Keratoconus is described as a disease characterized by progressive corneal steepening, most typically inferio-temporal, with eventual corneal thinning, induced myopia, and both regular and irregular astigmatism.
Treatment of keratoconus depends on the severity of the condition and can be divided into two categories surgical and nonsurgical.
A new technique of collagen cross linking has been developed aiming at slowing down or arresting the progression of keratoconus to delay or avoid the need for keratoplasty.
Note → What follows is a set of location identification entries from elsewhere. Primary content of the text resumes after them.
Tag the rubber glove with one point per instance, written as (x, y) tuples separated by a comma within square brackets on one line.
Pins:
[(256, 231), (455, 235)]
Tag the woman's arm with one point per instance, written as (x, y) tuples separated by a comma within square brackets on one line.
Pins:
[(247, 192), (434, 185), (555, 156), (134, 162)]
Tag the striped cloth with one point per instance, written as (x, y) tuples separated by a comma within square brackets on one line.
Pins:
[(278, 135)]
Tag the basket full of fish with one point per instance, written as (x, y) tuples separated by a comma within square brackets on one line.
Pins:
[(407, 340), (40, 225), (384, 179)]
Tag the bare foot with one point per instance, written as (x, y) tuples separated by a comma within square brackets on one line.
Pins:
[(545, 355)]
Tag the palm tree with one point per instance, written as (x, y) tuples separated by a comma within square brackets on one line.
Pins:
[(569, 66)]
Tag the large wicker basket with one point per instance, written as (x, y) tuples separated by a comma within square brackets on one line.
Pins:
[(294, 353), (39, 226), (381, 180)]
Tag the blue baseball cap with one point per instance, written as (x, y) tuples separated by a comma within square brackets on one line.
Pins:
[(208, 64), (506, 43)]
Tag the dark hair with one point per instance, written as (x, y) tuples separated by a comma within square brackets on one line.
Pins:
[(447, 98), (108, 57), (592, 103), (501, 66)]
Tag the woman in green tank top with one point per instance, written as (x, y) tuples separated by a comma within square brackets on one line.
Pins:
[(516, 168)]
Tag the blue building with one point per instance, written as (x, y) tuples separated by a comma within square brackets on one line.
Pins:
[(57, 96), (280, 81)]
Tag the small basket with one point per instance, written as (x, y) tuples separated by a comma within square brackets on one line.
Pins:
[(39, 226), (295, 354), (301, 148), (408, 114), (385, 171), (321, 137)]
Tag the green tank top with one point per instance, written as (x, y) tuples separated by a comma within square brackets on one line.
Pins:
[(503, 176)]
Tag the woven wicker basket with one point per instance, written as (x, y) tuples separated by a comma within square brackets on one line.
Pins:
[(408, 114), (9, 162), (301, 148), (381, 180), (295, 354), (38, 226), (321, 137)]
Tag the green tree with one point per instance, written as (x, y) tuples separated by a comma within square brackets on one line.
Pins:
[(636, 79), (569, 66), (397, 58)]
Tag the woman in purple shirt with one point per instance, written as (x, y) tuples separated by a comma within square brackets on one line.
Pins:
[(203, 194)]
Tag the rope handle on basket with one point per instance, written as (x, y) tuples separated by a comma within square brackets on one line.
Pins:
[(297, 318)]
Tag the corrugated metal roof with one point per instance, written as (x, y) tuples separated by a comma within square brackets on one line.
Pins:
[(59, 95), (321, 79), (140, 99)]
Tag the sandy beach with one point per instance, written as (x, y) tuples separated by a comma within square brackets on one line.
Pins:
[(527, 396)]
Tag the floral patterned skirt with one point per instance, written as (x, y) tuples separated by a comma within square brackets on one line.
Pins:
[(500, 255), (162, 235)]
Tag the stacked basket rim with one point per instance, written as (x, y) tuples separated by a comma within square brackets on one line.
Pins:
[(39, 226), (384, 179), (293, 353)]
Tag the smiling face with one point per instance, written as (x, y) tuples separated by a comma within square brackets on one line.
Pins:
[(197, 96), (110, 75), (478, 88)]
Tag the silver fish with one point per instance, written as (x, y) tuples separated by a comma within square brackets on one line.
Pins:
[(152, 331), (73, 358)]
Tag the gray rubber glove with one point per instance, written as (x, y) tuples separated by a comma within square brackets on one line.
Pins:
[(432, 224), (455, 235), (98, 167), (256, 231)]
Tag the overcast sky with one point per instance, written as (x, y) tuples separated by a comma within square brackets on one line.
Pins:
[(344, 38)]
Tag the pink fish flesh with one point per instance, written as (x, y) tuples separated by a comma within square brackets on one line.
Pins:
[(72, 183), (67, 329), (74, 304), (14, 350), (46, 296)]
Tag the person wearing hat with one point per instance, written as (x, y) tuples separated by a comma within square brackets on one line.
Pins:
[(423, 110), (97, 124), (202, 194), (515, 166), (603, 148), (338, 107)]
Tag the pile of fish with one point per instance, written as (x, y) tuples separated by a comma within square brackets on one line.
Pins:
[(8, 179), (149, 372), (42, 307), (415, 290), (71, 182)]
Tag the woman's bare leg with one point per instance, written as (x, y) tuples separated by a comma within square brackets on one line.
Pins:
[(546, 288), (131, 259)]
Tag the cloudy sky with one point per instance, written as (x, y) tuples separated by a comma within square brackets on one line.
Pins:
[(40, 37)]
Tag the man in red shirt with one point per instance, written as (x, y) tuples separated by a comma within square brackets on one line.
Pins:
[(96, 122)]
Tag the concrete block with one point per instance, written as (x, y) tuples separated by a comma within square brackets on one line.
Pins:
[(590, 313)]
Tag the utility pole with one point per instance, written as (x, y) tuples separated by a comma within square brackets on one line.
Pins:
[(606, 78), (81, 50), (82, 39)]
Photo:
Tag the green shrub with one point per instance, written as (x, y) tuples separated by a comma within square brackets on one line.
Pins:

Unlike other treatment methods that only address the refractive effect of the disease; this new method treats and prevents the underlying pathophysiological mechanism.
This study aims to compare standard versus trans-epithelial corneal collagen cross-linking for treatment of progressive keratoconus.
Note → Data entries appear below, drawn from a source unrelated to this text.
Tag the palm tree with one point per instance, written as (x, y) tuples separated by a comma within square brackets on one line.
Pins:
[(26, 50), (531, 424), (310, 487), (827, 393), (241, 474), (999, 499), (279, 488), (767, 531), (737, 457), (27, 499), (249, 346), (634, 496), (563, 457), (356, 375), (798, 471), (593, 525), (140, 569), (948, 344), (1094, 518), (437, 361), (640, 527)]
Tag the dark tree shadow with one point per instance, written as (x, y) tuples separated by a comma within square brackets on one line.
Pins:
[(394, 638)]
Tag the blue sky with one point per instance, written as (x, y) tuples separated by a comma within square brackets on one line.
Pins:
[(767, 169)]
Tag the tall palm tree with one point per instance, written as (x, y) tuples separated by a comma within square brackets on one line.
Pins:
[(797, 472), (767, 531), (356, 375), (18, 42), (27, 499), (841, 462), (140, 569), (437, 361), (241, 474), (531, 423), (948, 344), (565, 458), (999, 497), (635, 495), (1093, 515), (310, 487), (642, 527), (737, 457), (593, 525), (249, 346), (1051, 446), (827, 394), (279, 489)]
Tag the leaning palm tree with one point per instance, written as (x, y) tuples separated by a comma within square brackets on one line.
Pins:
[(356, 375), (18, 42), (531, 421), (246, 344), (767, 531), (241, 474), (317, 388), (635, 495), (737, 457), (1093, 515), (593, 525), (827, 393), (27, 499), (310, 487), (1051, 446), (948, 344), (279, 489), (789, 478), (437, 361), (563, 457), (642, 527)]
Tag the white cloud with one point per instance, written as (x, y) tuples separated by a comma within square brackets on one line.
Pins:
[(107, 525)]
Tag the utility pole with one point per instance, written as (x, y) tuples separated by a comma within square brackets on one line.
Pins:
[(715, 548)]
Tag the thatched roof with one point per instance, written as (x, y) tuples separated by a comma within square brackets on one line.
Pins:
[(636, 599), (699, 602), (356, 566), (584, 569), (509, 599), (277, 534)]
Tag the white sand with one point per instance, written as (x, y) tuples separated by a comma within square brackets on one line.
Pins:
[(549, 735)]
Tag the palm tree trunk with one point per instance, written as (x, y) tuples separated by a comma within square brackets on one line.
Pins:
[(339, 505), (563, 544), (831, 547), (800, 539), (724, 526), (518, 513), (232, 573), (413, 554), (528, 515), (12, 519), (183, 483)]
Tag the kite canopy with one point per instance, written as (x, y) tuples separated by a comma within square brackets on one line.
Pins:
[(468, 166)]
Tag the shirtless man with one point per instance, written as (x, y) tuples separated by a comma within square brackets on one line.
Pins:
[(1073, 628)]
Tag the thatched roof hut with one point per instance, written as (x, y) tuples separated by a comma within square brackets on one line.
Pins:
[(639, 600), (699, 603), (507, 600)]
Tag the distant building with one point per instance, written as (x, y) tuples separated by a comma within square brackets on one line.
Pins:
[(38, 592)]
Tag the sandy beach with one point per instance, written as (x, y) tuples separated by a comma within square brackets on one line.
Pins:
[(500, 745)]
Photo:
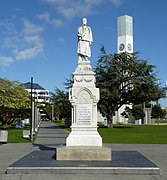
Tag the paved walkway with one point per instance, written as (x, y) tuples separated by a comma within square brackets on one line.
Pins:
[(50, 136)]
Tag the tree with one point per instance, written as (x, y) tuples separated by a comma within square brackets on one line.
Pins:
[(123, 79), (157, 112), (137, 111), (62, 105), (14, 101)]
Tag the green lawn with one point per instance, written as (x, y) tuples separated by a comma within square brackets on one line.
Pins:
[(132, 134), (135, 134), (15, 135)]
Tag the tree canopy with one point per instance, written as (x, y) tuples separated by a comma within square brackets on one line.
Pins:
[(124, 79), (62, 106)]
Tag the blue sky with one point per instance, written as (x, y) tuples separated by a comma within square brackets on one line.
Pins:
[(39, 37)]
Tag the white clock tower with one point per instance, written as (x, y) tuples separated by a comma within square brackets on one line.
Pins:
[(125, 34), (124, 44)]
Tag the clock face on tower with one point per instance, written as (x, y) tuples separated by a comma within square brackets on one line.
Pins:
[(129, 47), (121, 47)]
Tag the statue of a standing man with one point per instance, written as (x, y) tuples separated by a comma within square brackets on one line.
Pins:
[(84, 41)]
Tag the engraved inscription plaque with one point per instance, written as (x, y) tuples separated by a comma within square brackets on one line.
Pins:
[(84, 114)]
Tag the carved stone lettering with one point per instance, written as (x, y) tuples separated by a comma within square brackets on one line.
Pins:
[(84, 113)]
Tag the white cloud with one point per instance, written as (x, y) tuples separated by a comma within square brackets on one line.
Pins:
[(46, 17), (73, 8), (116, 2), (5, 61), (23, 44), (30, 28), (29, 53)]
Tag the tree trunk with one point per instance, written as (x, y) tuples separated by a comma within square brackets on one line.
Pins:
[(110, 122)]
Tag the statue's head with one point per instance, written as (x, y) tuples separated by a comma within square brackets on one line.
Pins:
[(84, 21)]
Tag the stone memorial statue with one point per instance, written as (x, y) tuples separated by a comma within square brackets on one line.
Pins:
[(84, 41), (84, 142)]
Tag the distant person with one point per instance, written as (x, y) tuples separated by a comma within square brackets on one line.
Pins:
[(84, 41)]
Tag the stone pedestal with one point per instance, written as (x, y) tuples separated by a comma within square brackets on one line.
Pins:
[(84, 141), (84, 97), (84, 153)]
This is a prospective comparative study carried out at Tanta Ophthalmic Hospital and Tiba Eye Center in Shebin Elkom between January 2015 and January 2016.This study included 30 eyes of 30 patients with progressive keratoconus divided into two groups: group (A) included 15 eyes that were treated by standard CXL and group (B) included 15 eyes that were treated by trans-epithelial CXL with 3 months of follow up.
All patients underwent complete ophthalmic testing that included pre- and postoperative uncorrected visual acuity, best corrected visual acuity, manifest refraction (sphere and cylinder), corneal topography using Pentacam (Allegro-Oculyzer) to asses average K reading, topographic astigmatism, elevation value of the anterior and posterior surface of the cornea, thickness of the cornea in the thinnest location, anterior chamber depth (ACD), and corneal volume.
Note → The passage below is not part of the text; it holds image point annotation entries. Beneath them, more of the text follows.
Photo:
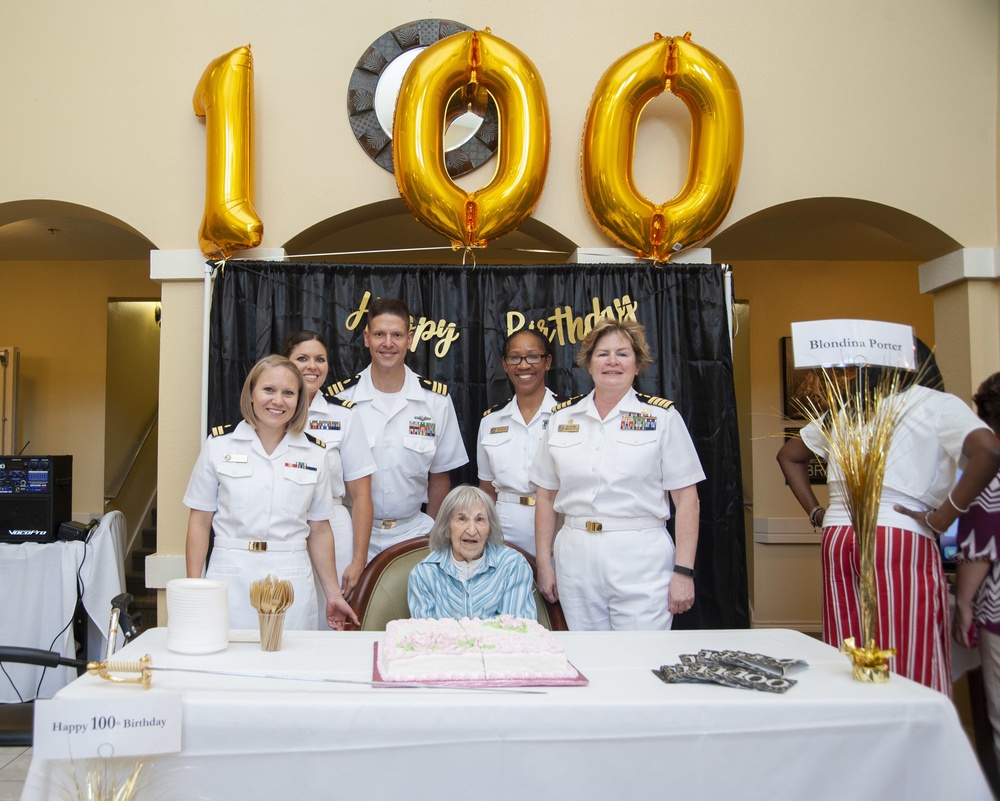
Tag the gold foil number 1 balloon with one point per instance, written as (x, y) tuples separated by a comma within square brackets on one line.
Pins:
[(473, 63), (709, 90), (224, 96)]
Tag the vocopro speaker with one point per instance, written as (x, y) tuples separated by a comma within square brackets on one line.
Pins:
[(36, 493)]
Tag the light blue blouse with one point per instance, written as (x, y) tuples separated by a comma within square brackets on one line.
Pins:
[(504, 587)]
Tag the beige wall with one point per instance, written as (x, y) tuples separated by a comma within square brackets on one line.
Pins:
[(880, 100), (57, 314), (785, 550), (877, 99)]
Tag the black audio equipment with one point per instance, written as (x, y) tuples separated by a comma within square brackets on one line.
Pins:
[(36, 493)]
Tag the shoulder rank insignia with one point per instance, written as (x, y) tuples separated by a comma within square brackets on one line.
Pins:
[(652, 400), (569, 402), (497, 407), (340, 386), (333, 400), (433, 386)]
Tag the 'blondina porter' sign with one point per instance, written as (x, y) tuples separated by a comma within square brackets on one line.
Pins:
[(829, 343)]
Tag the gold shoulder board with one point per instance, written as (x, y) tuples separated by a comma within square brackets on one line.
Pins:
[(434, 386), (569, 402), (653, 400), (340, 386)]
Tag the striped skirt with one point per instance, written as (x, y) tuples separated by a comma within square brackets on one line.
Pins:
[(912, 606)]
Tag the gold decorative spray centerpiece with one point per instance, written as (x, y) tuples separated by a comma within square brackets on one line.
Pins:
[(865, 407)]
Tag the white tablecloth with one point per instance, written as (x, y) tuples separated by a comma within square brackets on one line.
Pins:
[(38, 594), (626, 737)]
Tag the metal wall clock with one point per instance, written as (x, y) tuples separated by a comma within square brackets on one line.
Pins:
[(471, 135)]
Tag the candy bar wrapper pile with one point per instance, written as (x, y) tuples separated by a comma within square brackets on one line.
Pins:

There was significant improvement of all parameters 3 months after CXL in both groups, while there was more improvement in uncorrected, best corrected visual acuity and manifest refraction in group (A) and there was more improvement in anterior, posterior elevations and corneal thickness in group (B). No significant variations were recorded in other parameters. No complications were noted.
This study not only demonstrated a halt in keratoconus progression, but also showed a significant improvement in visual acuity and refractive results due to a decline in the irregular astigmatism after CXL. These outcomes provide an indication of the efficacy and safety of standard CXL and the potential for TE CXL to be an appropriate therapy for progressive keratoconus with thin cornea.